Download or read book Homo Ecophagus written by Warren M. Hern and published by Taylor & Francis. This book was released on 2022-09-30 with total page 337 pages. Available in PDF, EPUB and Kindle. Book excerpt: Home Ecophagus by Warren M. Hern is a wide-ranging look at the major problems for the survival of not just the human species, but all other species on Earth due to human activities over the past tens of thousands years. The title of the book indicates Hern’s new name for the human species: "The man who devours the ecosystem." Over the course of its evolution, Hern observes, humans have evolved cultures and adaptations that have now become malignant and that the human species, at the global level, has all the major characteristics of a malignant neoplasm – converting all plant, animal, organic, and inorganic material into human biomass or its adaptive adjuncts and support systems.

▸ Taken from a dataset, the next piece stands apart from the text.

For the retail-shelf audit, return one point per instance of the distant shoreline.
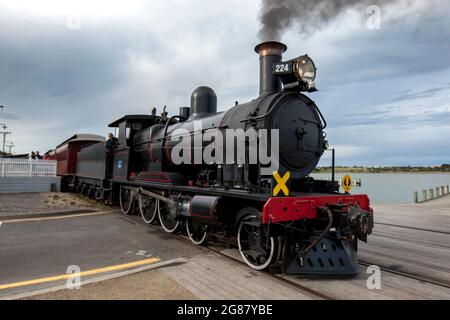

Hern contends that this process is incompatible with continued survival of the human species and most other species on the planet, offering a diagnosis and prognosis of the current environmental impasse.

Book Holocene Extinctions

    Book Details:
  • Author : Sam Turvey
  • Publisher : Oxford University Press
  • Release : 2009-05-28
  • ISBN : 0199535094
  • Pages : 365 pages

Download or read book Holocene Extinctions written by Sam Turvey and published by Oxford University Press. This book was released on 2009-05-28 with total page 365 pages. Available in PDF, EPUB and Kindle. Book excerpt: This makes a detailed consideration of these extinctions a useful system for investigating the impacts of human activity over time.

Book Parrots of the Wild

    Book Details:
  • Author : Catherine A. Toft
  • Publisher : Univ of California Press
  • Release : 2015-11-16
  • ISBN : 0520239253
  • Pages : 366 pages

Download or read book Parrots of the Wild written by Catherine A. Toft and published by Univ of California Press. This book was released on 2015-11-16 with total page 366 pages. Available in PDF, EPUB and Kindle. Book excerpt: "A synthetic account of the diversity and ecology of wild parrots, distilling knowledge from the author's own research and from her review of more than 2,400 published scientific studies. The text covers parrots' evolutionary history, foraging, mating, and social behavior, innate intelligence, and conservation status. The book is enhanced by an array of illustrations, including photos of parrots taken exclusively in their natural habitat"--Provided by publisher.